Miguel Díaz Canel, Presidente de la República de Cuba, durante su intervención en el 22 Congreso de la CTC. Foto: Abel Padrón Padilla.

El Primer Secretario del Comité Central del Partido Comunista de Cuba y Presidente de la República, Miguel Mario Díaz-Canel Bermúdez, pronunció, este sábado, el discurso de clausura del XXII Congreso de la Central de Trabajadores de Cuba (CTC).

El evento, enmarcado en el “Año del Centenario del Comandante en Jefe Fidel Castro Ruz”, se desarrolló en un contexto nacional de extrema complejidad, marcado por una crisis energética y financiera sin precedentes, agravada por el recrudecimiento del bloqueo estadounidense y la inclusión de Cuba en la lista de países patrocinadores del terrorismo.

A continuación, el texto íntegro de sus palabras:

Trabajadoras y trabajadores cubanos; Compañeras y compañeros delegados a este Congreso:

Mis primeras palabras expresan una felicitación al pueblo y a los trabajadores de la provincia de Pinar del Río como sede del Acto Nacional por el 26 de Julio; a Villa Clara y Matanzas por ser provincias destacadas, y a Guantánamo y Sancti Spíritus por el merecido reconocimiento a su labor.

El espíritu presente en este Congreso nos multiplica la energía revolucionaria.

No podía ser más oportuno para el país este XXII Congreso de la Central de Trabajadores de Cuba, completamente atípico en cuanto a cantidad de delegados y tiempo de duración, dadas las complejas condiciones económicas y energéticas que atraviesa la patria y que nos exigen la máxima racionalidad en el uso de los recursos; pero tenía que realizarse.

Cuba vive uno de los momentos más graves y desafiantes de su historia, al que estamos respondiendo desde el Partido y el Gobierno con transformaciones económicas y sociales impostergables.

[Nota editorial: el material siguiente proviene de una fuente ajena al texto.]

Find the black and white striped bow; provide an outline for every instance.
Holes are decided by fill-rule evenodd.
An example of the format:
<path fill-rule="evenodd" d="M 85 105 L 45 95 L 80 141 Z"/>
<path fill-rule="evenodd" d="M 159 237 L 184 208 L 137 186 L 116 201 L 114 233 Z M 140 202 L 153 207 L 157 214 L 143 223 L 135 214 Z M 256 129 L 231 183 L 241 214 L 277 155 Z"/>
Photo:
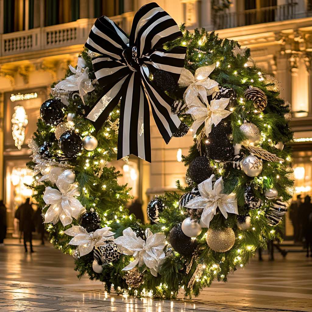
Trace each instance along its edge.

Cuba vive uno de los momentos más graves y desafiantes de su historia, al que estamos respondiendo desde el Partido y el Gobierno con transformaciones económicas y sociales impostergables.

La CTC, cuyos principales representantes tienen voz y voto en esas decisiones, porque esta es una sociedad socialista donde mandan los trabajadores, ha participado del proceso de análisis y aprobaciones, pero era imprescindible debatirlas en este Congreso que, bajo el lema “Por Cuba juntos creamos”, se planteó, justamente, abordar los enormes desafíos de la nación en este momento.

Miguel Díaz Canel, Presidente de la República de Cuba, durante su intervención en el 22 Congreso de la CTC. Foto: Abel Padrón Padilla.

Las ricas discusiones de estos dos días lo han confirmado y este es, yo diría, el primer apoyo contundente de nuestros trabajadores a esas transformaciones.

Sin la movilización consciente de los trabajadores nada será posible, ni el gran salto productivo que demanda la economía nacional ni la calidad de todos los procesos de control y fiscalización que deben acompañarlo.

Sigue vigente, y yo diría que se afianza más que nunca ahora, una afirmación de Lázaro Peña, gran Capitán de la clase obrera cubana, cuando dijo que nuestra fuerza radica en esa unidad consciente que no ignora las dificultades, sino que se basa en ellas para vencerlas en la acción cotidiana.

El acto de genocidio que constituye la política de máxima asfixia del Gobierno de los Estados Unidos contra Cuba golpea el día a día de nuestros trabajadores, tanto en su puesto laboral, productivo, como social y familiar.

El cerco financiero y energético sin precedentes al que se somete a la patria ha llevado al sistema electroenergético a una aguda crisis que no solo genera los insoportables apagones en el ámbito familiar, sino que paraliza nuestras industrias y obliga a miles de trabajadores a laborar en condiciones extremas; mientras que otros han debido quedar forzosamente interruptos o reorientarse laboralmente. Ante ese escenario, como planteó la dirección de este Congreso, la respuesta no puede ser la inercia, sino la búsqueda constante de alternativas.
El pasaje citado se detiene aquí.